Lynn sempat tegagap. Sebelum akhirnya pasrah. Mengekor di belakang Fannan sambil menyelempangkan lap meja di bahunya. Beranjak ke luar rumah.
"Batalkan pernikahanmu dengan Ale!"
Mata Lynn yang tenang bagai telaga mendadak beriak. Sebuah kerikil terlempar di atas permukaan. Bahkan satu suara tak bisa terlontra begitu saja. Rasanya itu terlalu mendadak dengan segala proses panjang.
Fannan mengacak rambutnya frustrasi. Ia menyemoatkan waktu untuk datang di tengah kesibukannya berlatih. Sebuah peringatan yang ingin disampaikannya sejak lama, namun baru sempat terucap.
Lynn terkekeh bingung, "K-kok gitu?"
"Kamu gila?! Untuk apa menikah kontrak?!" sentak Fannan masih berusaha menahan intonasinya agar tak terdengar siapapun. Membuat Lynn tak habis pikir. Dari mana informasi yang didapatkannya.
"Kamu pikir aku nggak tau?" sambung Fannan lagi. "Lynn.. jangan gadaikan hidupmu hanya demi uang!"

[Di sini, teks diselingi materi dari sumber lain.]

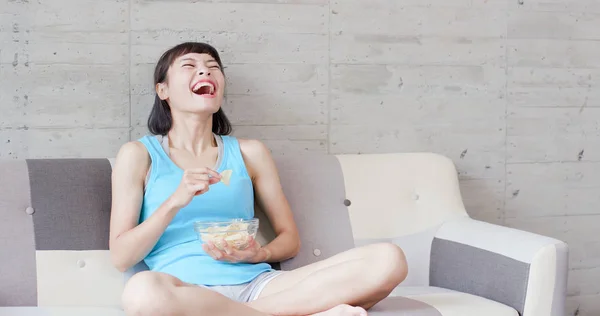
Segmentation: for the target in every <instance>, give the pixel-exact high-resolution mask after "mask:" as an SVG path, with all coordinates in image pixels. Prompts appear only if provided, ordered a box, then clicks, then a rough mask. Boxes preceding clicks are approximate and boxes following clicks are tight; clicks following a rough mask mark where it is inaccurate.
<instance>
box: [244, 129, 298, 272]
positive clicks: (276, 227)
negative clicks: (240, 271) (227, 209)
mask: <svg viewBox="0 0 600 316" xmlns="http://www.w3.org/2000/svg"><path fill="white" fill-rule="evenodd" d="M239 142H240V148H241V151H242V155H243V157H244V161H245V163H246V168H247V169H248V173H249V174H250V177H251V178H252V182H253V184H254V190H255V193H256V202H257V204H258V206H259V207H260V208H261V209H262V210H263V211H264V213H265V215H266V216H267V217H268V218H269V221H270V223H271V225H272V226H273V230H274V232H275V235H276V237H275V238H274V239H273V241H271V242H270V243H269V244H268V245H264V246H263V247H262V248H261V249H260V250H259V252H258V253H257V255H256V256H255V258H252V259H251V261H252V262H279V261H283V260H286V259H289V258H292V257H294V256H295V255H297V254H298V251H300V236H299V234H298V228H297V227H296V223H295V221H294V216H293V214H292V210H291V208H290V205H289V203H288V201H287V199H286V197H285V195H284V193H283V189H282V188H281V183H280V181H279V174H278V172H277V167H276V166H275V162H274V161H273V158H272V157H271V152H270V151H269V149H268V148H267V147H266V146H265V145H264V144H263V143H262V142H260V141H258V140H250V139H240V140H239Z"/></svg>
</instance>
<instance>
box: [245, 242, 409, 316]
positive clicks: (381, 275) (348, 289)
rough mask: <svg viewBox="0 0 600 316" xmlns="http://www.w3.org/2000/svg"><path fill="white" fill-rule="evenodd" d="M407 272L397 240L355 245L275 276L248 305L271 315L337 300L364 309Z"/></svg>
mask: <svg viewBox="0 0 600 316" xmlns="http://www.w3.org/2000/svg"><path fill="white" fill-rule="evenodd" d="M407 273H408V269H407V265H406V258H405V257H404V253H403V252H402V250H401V249H400V248H399V247H397V246H396V245H393V244H390V243H381V244H374V245H369V246H365V247H359V248H354V249H351V250H348V251H345V252H343V253H340V254H338V255H335V256H333V257H331V258H328V259H326V260H323V261H320V262H317V263H314V264H311V265H308V266H305V267H302V268H299V269H296V270H294V271H289V272H286V273H284V274H282V275H281V276H278V277H277V278H275V279H273V280H272V281H271V282H270V283H269V284H268V285H267V286H266V287H265V289H264V291H263V292H262V293H261V295H260V296H259V298H258V299H257V300H256V301H254V302H250V303H248V306H250V307H252V308H254V309H256V310H259V311H262V312H265V313H268V314H274V315H307V314H312V313H317V312H320V311H324V310H328V309H331V308H333V307H335V306H337V305H340V304H350V305H358V306H362V307H363V308H365V309H368V308H370V307H372V306H373V305H375V304H376V303H378V302H379V301H380V300H382V299H384V298H385V297H387V296H388V295H389V293H390V292H391V291H392V290H393V289H394V288H395V287H396V286H397V285H398V284H400V282H402V281H403V280H404V279H405V278H406V275H407Z"/></svg>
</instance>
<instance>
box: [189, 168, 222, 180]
mask: <svg viewBox="0 0 600 316" xmlns="http://www.w3.org/2000/svg"><path fill="white" fill-rule="evenodd" d="M185 172H186V173H187V174H202V175H210V176H212V177H215V178H218V179H221V175H220V174H219V173H218V172H216V171H215V170H213V169H211V168H206V167H202V168H193V169H187V170H186V171H185Z"/></svg>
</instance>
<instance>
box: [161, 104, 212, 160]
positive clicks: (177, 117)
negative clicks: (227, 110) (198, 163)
mask: <svg viewBox="0 0 600 316" xmlns="http://www.w3.org/2000/svg"><path fill="white" fill-rule="evenodd" d="M172 115H173V126H172V128H171V130H170V131H169V133H168V135H169V147H171V148H175V149H179V150H185V151H188V152H190V153H192V154H194V155H200V154H202V153H203V152H205V151H206V150H207V149H208V148H210V147H213V146H215V145H214V136H213V132H212V115H209V116H203V117H198V116H196V115H190V114H189V113H185V114H183V113H172Z"/></svg>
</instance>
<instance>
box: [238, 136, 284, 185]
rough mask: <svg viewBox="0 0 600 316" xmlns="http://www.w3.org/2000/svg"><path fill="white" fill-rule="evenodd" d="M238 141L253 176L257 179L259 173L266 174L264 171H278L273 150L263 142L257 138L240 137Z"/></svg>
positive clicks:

Lyn memejam sejenak. Sebelum akhirnya berucap, "Ini bukan kontrak! Aku emang mau nikah sama Ale. Bukan karena uang!" tegasnya mempertahankan harga diri.
"Jangan munafik, Lynn! Kamu pikir kamu bisa bahagia hidup dengan kontrak yang sudah kamu tanda tangani itu?!"
"Jangan khawatir! Aku yang menjalani hidup. Nggak usah ikut campur."
"Tau gitu, aku robek aja kertas kontrak itu." ungkap Fannan menyesal.
Lynn mendadak emosi, "Maka dari itu, jangan banyak ikut campur kalau emang nggak mau stres!"
Rahang Fannan mengeras, "Menikahlah secara sah denganku. Aku akan bahagiakan kamu, jika kamu memang butuh uang!"
"Apa?!"
"Lynn!"
Sebuah panggilan dari arah berlawanan menghentikan perdebatan keduanya dan menoleh bersamaan. Namun, Fannan bergerak cepat menghampiri sosok Ale yang selalu berpenampilan rapi dan menawan.
Bug!
Satu tinju mendarat tepat di pipi mulus Ale dengan sangat cepat. Bahkan Lynn tak sempat menahannya.